Single by Nico Touches the Walls

from the album Passenger
- B-side: "Yuunjou Sanka"
- Released: January 12, 2011
- Genre: Alternative rock, power pop
- Label: Ki/oon Records
- Songwriter: Tatsuya Mitsumura

Nico Touches the Walls singles chronology
| "Sudden Death Game" (2010) | "Diver" (2011) | "Te o Tatake" (2011) |

= Diver (Nico Touches the Walls song) =

"Diver" is the eighth single by Japanese rock band Nico Touches the Walls, released on January 12, 2011, from their third studio album Passenger. The song was featured as the 8th opening of the anime Naruto: Shippuden, from October 2010.

==Background==
In 2010, of all the new songs performed during the tour "Michi Naki Michi", "Diver" had the most requests to be released as a single.

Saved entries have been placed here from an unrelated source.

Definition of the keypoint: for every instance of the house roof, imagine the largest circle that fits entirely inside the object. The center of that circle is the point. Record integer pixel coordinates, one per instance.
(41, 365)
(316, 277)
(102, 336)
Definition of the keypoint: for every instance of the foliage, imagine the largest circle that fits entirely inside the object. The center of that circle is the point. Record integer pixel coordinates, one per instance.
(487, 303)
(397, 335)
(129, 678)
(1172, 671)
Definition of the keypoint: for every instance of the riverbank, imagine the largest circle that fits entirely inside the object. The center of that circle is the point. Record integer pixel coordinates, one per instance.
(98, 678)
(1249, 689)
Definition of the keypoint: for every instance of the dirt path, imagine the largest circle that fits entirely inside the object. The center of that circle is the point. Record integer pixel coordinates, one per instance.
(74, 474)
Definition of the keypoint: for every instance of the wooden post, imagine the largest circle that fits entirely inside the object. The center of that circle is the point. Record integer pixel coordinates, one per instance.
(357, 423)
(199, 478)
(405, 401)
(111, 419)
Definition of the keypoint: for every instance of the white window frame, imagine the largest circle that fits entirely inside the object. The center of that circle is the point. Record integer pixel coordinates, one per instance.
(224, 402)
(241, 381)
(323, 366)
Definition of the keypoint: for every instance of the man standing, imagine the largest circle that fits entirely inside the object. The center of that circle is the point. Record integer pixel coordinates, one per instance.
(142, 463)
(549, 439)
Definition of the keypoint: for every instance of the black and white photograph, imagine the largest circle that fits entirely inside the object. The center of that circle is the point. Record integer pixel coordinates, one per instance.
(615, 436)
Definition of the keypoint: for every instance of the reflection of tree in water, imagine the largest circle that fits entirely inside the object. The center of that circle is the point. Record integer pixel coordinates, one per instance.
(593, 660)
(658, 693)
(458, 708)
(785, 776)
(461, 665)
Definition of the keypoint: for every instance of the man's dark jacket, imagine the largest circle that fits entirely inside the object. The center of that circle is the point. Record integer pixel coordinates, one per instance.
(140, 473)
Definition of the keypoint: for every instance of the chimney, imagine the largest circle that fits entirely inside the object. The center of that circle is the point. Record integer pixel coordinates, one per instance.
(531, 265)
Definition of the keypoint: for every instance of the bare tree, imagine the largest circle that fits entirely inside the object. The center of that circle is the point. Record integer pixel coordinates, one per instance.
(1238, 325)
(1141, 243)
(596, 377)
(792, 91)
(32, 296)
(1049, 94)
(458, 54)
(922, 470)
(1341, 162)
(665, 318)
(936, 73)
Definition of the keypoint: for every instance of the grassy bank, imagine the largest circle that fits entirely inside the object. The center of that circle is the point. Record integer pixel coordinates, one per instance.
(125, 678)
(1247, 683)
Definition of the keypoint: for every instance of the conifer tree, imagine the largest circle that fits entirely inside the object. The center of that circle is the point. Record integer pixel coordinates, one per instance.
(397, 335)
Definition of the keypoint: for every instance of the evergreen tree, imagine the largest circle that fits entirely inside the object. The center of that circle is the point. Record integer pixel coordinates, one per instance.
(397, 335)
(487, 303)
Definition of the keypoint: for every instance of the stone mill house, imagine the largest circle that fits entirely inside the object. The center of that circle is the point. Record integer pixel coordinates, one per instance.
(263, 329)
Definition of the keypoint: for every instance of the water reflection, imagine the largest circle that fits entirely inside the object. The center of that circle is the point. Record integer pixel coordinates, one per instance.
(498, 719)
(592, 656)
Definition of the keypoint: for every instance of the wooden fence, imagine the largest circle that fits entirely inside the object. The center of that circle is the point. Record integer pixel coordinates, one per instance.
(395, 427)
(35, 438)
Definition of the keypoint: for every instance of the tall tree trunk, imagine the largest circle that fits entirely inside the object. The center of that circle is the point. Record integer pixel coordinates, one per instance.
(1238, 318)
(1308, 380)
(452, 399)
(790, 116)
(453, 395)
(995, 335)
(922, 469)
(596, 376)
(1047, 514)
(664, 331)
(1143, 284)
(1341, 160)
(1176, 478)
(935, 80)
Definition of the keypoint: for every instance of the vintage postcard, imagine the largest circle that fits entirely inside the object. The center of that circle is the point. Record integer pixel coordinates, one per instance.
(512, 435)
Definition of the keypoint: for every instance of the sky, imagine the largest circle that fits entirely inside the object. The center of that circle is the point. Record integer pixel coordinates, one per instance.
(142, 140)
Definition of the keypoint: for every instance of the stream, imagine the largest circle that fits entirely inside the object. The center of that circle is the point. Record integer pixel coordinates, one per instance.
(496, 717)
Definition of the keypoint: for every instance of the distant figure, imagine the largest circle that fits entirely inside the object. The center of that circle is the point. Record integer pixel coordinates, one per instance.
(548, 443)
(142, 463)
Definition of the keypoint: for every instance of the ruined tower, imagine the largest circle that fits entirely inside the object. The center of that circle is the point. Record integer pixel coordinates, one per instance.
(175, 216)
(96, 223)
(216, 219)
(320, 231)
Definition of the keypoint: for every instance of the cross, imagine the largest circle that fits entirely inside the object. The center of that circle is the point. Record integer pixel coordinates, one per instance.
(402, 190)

At the request of fans, the band brushed up the song, rearranging it after its initial concert version and presented it as the opening theme for "Naruto Shippuden". The coupling track, "Yuujou Sanka", has only been performed once, at NICO's first ever one-band show, and the song had nearly disappeared. It was performed again during NICO's first school festival tour, and was widely talked about. It's an innovative song, filled with memories from Mitsumura's (vocal, guitar) own school festival. The bonus tracks were recorded at CC Lemon Hall, on October 7, at the 2010 concert "EastxWest Apollo and Luna ~Night of Luna~".

==Promotion==
The song was the eighth opening from the anime television series Naruto: Shippuden. It was the band's second tie-up with the Naruto franchise, after "Broken Youth" (used as the sixth ending).

==Track listing==
1. "Diver"
2. "Yuunjou Sanka"
3. "Broken Youth" (Live Version)
4. "Diver" (Live Version)

==Chart position==
The single is the most successful of the band to date, reaching number seven in the Oricon Chart in Japan. When the song was distributed early as a ring tone, it earned NICO their first number one ranking on RecoChoku's daily chart, and it was number two on the monthly chart.